3 of 54 comments (clear)

  1. Rounded corners by Anonymous Coward · · Score: 0, Insightful

    Just a reminder that Apple literally patented rounded corners.

    They really need to shut up about patents and pay what they owe to people who invent actual technology (and not things like rounded corners or buttons that are indistinguishable from text).

  2. *cough* TC Heartland SCOTUS Case *cough* by AnalogDiehard · · Score: 4, Insightful

    The SCOTUS case TC Heartland vs Kraft of 2017 ruled that patent litigants can no longer "forum shop" for jurisdictions that are friendly to their case, they can only file patent infringement cases in jurisdictions where the defendant has a physical presence.
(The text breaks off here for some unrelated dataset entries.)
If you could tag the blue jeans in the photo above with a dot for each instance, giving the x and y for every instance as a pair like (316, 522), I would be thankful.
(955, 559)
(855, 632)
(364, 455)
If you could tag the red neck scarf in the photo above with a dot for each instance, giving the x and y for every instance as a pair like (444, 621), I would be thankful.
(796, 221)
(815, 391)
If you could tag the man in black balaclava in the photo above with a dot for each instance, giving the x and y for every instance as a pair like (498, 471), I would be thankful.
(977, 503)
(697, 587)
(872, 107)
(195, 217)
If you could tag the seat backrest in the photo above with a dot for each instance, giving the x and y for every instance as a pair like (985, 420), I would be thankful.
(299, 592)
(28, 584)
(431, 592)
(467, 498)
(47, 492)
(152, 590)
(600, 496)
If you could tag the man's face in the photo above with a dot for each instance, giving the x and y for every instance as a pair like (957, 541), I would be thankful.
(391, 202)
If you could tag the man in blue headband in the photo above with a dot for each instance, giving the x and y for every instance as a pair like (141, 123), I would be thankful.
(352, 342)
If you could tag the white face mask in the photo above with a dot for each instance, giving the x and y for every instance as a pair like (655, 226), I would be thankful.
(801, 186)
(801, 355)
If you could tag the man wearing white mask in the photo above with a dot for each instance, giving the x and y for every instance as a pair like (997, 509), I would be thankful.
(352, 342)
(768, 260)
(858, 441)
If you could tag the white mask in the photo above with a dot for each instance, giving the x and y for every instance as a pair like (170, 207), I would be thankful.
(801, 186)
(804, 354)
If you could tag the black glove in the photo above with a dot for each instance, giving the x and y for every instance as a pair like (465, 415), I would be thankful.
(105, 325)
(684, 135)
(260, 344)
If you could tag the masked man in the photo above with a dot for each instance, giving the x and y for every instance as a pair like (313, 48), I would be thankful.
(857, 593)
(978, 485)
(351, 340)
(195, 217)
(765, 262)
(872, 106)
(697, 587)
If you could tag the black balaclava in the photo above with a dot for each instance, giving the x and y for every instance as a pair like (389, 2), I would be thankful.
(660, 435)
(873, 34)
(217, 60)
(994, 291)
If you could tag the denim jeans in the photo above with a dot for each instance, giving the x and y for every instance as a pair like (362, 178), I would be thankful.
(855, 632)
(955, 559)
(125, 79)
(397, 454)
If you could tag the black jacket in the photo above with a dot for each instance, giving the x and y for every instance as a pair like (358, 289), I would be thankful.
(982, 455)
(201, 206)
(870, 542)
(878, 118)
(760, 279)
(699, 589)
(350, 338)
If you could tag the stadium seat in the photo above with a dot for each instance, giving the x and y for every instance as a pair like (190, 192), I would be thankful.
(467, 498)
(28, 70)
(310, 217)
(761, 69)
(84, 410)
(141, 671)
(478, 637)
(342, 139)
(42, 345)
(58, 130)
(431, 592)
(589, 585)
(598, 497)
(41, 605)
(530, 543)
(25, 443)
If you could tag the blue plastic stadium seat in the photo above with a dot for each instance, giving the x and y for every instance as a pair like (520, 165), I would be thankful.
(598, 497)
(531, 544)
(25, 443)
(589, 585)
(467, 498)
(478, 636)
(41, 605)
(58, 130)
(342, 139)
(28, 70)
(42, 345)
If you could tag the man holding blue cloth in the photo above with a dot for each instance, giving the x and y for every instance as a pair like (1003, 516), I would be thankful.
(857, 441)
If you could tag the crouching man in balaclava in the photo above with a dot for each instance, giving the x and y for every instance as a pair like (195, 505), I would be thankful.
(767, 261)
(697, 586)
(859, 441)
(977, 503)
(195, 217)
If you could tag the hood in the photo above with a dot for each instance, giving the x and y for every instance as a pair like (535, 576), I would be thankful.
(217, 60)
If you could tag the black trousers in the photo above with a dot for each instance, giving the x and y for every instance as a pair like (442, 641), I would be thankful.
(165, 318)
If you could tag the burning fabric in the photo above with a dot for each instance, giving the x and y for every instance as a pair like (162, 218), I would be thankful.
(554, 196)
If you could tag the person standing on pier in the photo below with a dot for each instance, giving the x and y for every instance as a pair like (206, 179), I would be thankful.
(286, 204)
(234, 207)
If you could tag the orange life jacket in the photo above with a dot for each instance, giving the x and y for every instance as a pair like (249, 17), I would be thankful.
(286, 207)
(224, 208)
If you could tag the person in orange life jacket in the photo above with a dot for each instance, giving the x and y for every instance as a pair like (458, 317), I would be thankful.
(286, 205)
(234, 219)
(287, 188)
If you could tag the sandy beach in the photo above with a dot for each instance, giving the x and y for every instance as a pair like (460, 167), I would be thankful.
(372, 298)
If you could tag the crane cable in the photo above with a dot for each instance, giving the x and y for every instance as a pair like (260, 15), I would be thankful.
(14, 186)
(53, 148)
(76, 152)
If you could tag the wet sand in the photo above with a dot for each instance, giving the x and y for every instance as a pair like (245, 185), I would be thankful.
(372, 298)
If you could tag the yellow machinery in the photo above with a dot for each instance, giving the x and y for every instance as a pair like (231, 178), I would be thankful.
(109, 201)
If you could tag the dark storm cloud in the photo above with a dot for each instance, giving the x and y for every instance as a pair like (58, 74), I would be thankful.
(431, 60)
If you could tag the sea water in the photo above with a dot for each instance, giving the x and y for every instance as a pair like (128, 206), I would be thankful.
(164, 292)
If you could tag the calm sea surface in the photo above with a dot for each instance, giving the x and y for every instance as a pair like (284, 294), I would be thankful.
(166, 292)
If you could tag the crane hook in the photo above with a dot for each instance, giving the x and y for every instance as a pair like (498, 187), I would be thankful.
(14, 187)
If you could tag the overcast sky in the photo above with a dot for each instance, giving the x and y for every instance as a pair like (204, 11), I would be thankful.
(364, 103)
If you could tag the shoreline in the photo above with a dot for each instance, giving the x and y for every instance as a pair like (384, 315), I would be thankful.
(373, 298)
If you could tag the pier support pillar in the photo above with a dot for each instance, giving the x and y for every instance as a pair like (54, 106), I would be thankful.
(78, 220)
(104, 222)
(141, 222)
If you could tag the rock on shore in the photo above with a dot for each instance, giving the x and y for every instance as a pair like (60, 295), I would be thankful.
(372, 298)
This ruling was aimed squarely at non-practicing entities (the polite term for "patent trolls") who almost unilaterally selected East Texas district or Delaware to file their infringement cases.
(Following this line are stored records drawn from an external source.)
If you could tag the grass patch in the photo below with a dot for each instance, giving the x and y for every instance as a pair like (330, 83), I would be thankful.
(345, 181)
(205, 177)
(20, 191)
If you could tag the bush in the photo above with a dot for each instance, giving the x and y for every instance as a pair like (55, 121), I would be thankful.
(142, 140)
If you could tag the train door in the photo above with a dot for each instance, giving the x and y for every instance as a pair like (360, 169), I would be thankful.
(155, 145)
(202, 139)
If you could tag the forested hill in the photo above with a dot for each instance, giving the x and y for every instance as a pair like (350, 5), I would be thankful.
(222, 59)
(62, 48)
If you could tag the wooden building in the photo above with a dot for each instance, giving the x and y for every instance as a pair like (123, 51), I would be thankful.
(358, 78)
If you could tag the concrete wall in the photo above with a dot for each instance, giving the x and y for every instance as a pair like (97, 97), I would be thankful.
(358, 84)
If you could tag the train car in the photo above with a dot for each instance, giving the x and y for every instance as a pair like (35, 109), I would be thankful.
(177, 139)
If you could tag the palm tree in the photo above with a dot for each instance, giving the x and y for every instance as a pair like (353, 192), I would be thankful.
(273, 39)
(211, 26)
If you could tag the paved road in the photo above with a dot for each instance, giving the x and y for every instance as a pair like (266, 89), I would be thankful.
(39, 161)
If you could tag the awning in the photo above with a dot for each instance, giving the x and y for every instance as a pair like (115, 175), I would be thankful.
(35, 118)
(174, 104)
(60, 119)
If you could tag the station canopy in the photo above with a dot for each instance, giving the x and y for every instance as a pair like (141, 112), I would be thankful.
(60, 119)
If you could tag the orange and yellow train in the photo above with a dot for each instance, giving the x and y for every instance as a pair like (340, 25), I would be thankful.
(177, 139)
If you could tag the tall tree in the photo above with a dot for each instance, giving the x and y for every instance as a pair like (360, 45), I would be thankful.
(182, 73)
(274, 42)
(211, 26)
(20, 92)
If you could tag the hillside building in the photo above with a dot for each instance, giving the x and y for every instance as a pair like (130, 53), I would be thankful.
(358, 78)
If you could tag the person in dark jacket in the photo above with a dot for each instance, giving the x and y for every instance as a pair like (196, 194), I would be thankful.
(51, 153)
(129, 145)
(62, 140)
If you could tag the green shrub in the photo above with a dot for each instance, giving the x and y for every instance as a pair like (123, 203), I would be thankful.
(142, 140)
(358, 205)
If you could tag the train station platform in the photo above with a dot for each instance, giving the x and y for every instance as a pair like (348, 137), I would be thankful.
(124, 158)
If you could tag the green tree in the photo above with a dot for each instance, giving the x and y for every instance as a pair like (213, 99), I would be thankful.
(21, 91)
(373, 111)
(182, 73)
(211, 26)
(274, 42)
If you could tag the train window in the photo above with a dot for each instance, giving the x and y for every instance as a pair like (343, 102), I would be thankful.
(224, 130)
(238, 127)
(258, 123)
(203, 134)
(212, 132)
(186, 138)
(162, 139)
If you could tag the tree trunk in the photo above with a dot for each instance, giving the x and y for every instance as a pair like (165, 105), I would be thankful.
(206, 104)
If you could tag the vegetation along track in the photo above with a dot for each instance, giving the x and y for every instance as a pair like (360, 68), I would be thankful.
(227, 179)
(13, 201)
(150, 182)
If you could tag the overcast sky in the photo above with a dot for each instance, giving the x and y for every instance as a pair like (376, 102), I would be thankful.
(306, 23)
    Apple won't admit it, but the closure of the stores in the East Texas district was a strategic legal move to exploit the SCOTUS precedent and shield themselves from the patent courts that are all too well known to rule in favor for patent litigants - and for the patent trolls Apple is currently battling.

    --
    Eternity: will that be smoking, or non-smoking? I Corinthians 6:9-10
  3. Re:What's the deal with the Eastern District of Te by Solandri · · Score: 5, Insightful

    Patent trials are relatively rare, and held in normal courts. Consequently the typical judge who gets assigned to a patent case only has to deal with a small percentage of patent cases in his/her career, so isn't well-versed in patent law. The East Texas district court realized that since there was no requirement in patent law that the case be filed in a local court, that there would be a demand for a court where the judges were well-versed in patent law. They set out to make themselves that court, as a way to increase their workload and thus revenue.

    Their rationale (patent trial judges should be specialized in patent law) was fine, even admirable. But their motivation (increase revenue) created a corrupting feedback loop. The more cases their judges decided in favor of patent trolls, the more patent trolls chose to file in their district, and the more revenue the court got.